5. Schlußfolgerungen
Die während der Bereisung aufgesuchten Staudammprojekte
sind sämtliche als schädlich aus ökologischer und sozialer Sicht einzustufen.
in allen Fällen sind weitreichende ökologische Schäden zu befürchten.
Auch durch nachträgliche Änderungen der Planungen wäre keine wesentliche
Reduzierung dieser Schäden zu erreichen. Die lokale Bevölkerung wurde
nicht in die Planungen einbezogen. Die Umsiedlungen erfolgen ohne
ausreichende Entschädigung und soziale Absicherung. Die Vertreibung
der Bevölkerung durch den Bau der Stauseen ist als Menschenrechtsverletzung
einzustufen. Die Staudammprojekte helfen nicht, eine nachhaltige Entwicklung
der Region einzuleiten. Im Gegenteil, sie verschärfen die Krise in
der Region und veranlassen weitere Tausende von Menschen zur Flucht.

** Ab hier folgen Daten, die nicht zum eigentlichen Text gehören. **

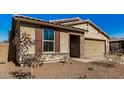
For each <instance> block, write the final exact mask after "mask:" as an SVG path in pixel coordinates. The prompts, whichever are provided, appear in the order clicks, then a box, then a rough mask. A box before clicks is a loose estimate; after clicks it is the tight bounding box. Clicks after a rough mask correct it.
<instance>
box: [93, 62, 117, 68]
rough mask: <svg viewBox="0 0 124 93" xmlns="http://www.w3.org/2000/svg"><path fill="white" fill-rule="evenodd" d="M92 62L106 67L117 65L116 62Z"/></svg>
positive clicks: (114, 65)
mask: <svg viewBox="0 0 124 93" xmlns="http://www.w3.org/2000/svg"><path fill="white" fill-rule="evenodd" d="M91 64H92V65H96V66H100V67H105V68H114V67H115V66H116V63H115V62H92V63H91Z"/></svg>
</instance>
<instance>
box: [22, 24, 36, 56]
mask: <svg viewBox="0 0 124 93" xmlns="http://www.w3.org/2000/svg"><path fill="white" fill-rule="evenodd" d="M23 33H26V34H28V35H29V37H30V38H31V39H32V40H35V28H33V27H25V26H21V27H20V37H21V36H22V34H23ZM28 52H29V53H30V54H34V53H35V45H32V46H31V47H29V49H28Z"/></svg>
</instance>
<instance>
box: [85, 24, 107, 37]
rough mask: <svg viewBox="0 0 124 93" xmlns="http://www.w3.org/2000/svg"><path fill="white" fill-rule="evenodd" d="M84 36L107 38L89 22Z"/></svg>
mask: <svg viewBox="0 0 124 93" xmlns="http://www.w3.org/2000/svg"><path fill="white" fill-rule="evenodd" d="M85 37H87V38H96V39H97V38H98V39H108V38H107V37H106V36H105V35H104V34H103V33H102V32H100V31H99V30H98V29H96V28H95V27H94V26H92V25H91V24H89V25H88V32H87V33H85Z"/></svg>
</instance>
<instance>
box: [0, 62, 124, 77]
mask: <svg viewBox="0 0 124 93" xmlns="http://www.w3.org/2000/svg"><path fill="white" fill-rule="evenodd" d="M19 70H22V71H25V72H26V71H32V70H31V68H29V67H17V66H15V65H14V64H13V63H7V64H0V78H1V79H13V78H14V77H13V76H12V75H10V74H9V72H12V71H19ZM33 75H34V76H35V79H123V78H124V65H123V64H121V65H120V64H116V65H114V66H112V67H106V66H100V65H96V64H93V62H92V63H83V62H76V61H70V62H67V63H47V64H44V65H42V66H41V67H36V68H34V69H33Z"/></svg>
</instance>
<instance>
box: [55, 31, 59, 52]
mask: <svg viewBox="0 0 124 93" xmlns="http://www.w3.org/2000/svg"><path fill="white" fill-rule="evenodd" d="M55 52H60V32H59V31H55Z"/></svg>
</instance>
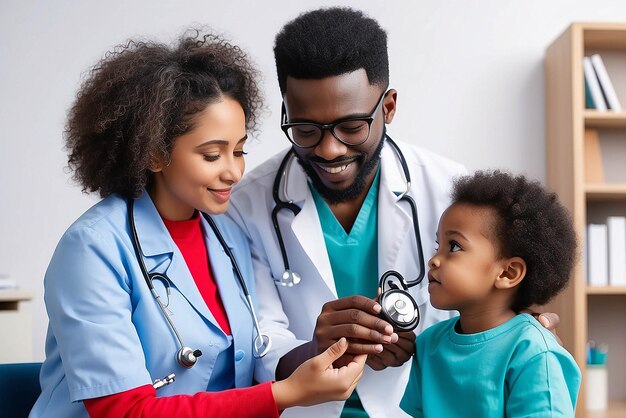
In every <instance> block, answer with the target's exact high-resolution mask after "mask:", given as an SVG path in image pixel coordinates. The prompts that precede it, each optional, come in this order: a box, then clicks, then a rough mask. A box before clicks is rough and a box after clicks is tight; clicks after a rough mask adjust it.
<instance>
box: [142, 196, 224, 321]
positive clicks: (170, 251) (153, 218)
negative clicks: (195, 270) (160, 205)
mask: <svg viewBox="0 0 626 418" xmlns="http://www.w3.org/2000/svg"><path fill="white" fill-rule="evenodd" d="M135 227H136V229H137V235H138V236H139V242H140V243H141V249H142V252H143V255H144V262H145V264H146V268H147V269H148V272H150V273H153V272H158V273H162V274H165V275H166V276H167V278H168V279H169V280H170V282H171V284H172V286H175V287H176V288H177V289H178V290H179V291H180V293H181V294H182V295H183V296H184V297H185V299H187V301H188V302H189V303H191V305H192V306H193V307H194V308H195V310H196V311H197V312H198V313H200V314H201V315H202V316H204V317H205V318H206V319H207V320H209V321H210V322H212V323H214V324H215V323H216V322H215V318H213V315H212V314H211V312H210V311H209V309H208V307H207V306H206V303H205V302H204V299H202V295H200V292H199V291H198V288H197V287H196V283H195V281H194V280H193V277H192V276H191V273H190V272H189V267H187V264H186V263H185V260H184V258H183V256H182V254H181V252H180V250H179V249H178V247H177V246H176V244H175V243H174V241H173V240H172V238H171V236H170V233H169V231H168V230H167V228H166V227H165V224H164V223H163V220H162V219H161V216H160V215H159V212H158V211H157V210H156V207H155V206H154V203H153V202H152V199H151V198H150V196H149V195H148V193H147V192H146V191H144V192H143V194H142V195H141V197H140V198H139V199H137V200H136V201H135ZM216 326H217V325H216Z"/></svg>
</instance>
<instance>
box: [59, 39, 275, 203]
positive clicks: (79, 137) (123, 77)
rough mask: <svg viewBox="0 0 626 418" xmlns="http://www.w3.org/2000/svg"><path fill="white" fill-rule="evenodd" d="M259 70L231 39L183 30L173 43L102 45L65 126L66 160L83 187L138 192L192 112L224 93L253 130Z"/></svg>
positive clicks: (85, 80) (124, 194) (220, 95)
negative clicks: (100, 49)
mask: <svg viewBox="0 0 626 418" xmlns="http://www.w3.org/2000/svg"><path fill="white" fill-rule="evenodd" d="M257 78H258V72H257V70H256V69H255V68H253V66H252V65H251V63H250V62H249V60H248V57H247V56H246V54H245V53H244V52H243V51H242V50H241V49H240V48H239V47H238V46H236V45H232V44H231V43H229V42H228V41H226V40H224V39H222V38H221V37H220V36H218V35H215V34H201V32H200V31H199V30H190V31H187V32H185V34H183V36H182V37H181V38H180V39H179V41H178V43H177V44H176V45H175V46H173V47H171V46H168V45H165V44H161V43H156V42H144V41H132V40H131V41H129V42H128V43H127V44H125V45H118V46H117V47H115V48H114V49H113V50H112V51H110V52H108V53H106V55H105V56H104V58H103V59H102V60H101V61H100V62H99V63H98V64H96V66H94V67H93V68H92V69H91V71H90V72H89V74H88V76H87V79H86V80H85V81H84V82H83V84H82V86H81V88H80V90H79V91H78V93H77V97H76V101H75V102H74V105H73V106H72V108H71V110H70V112H69V115H68V121H67V126H66V129H65V140H66V148H67V150H68V152H69V160H68V166H69V168H70V169H71V170H73V171H74V179H75V180H77V181H78V182H79V183H80V184H81V185H82V186H83V191H84V192H98V193H99V194H100V196H101V197H106V196H108V195H110V194H112V193H118V194H120V195H123V196H125V197H138V196H139V195H140V194H141V192H142V190H143V189H144V188H145V187H147V185H148V183H149V181H150V178H151V174H150V171H149V167H150V164H151V162H154V161H156V160H159V159H164V160H167V159H168V158H169V153H170V151H171V149H172V144H173V140H174V138H176V137H178V136H180V135H182V134H184V133H186V132H188V131H190V130H191V129H193V122H194V118H193V116H194V115H195V114H197V113H198V112H201V111H202V110H204V109H205V108H206V106H207V105H208V104H210V103H215V102H218V101H220V100H221V99H222V98H223V97H224V96H226V97H230V98H232V99H234V100H236V101H237V102H238V103H239V104H240V105H241V107H242V108H243V111H244V114H245V119H246V127H247V128H248V129H249V130H252V131H254V130H256V125H257V119H258V117H259V113H260V111H261V109H262V106H263V105H262V96H261V92H260V89H259V87H258V82H257Z"/></svg>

Aus den genannten Gründen sind die Staudammprojekte abzulehnen. Die
europäischen Regierungen sollten die Staudammprojekte nicht finanziell
absichern, sondern sich bei der türkischen Regierung für die Verhinderung
des Baus neuer Dämme und eine Schadensbegrenzung bei den vorhandenen
bzw. im Bau befindlichen Anlagen einsetzen.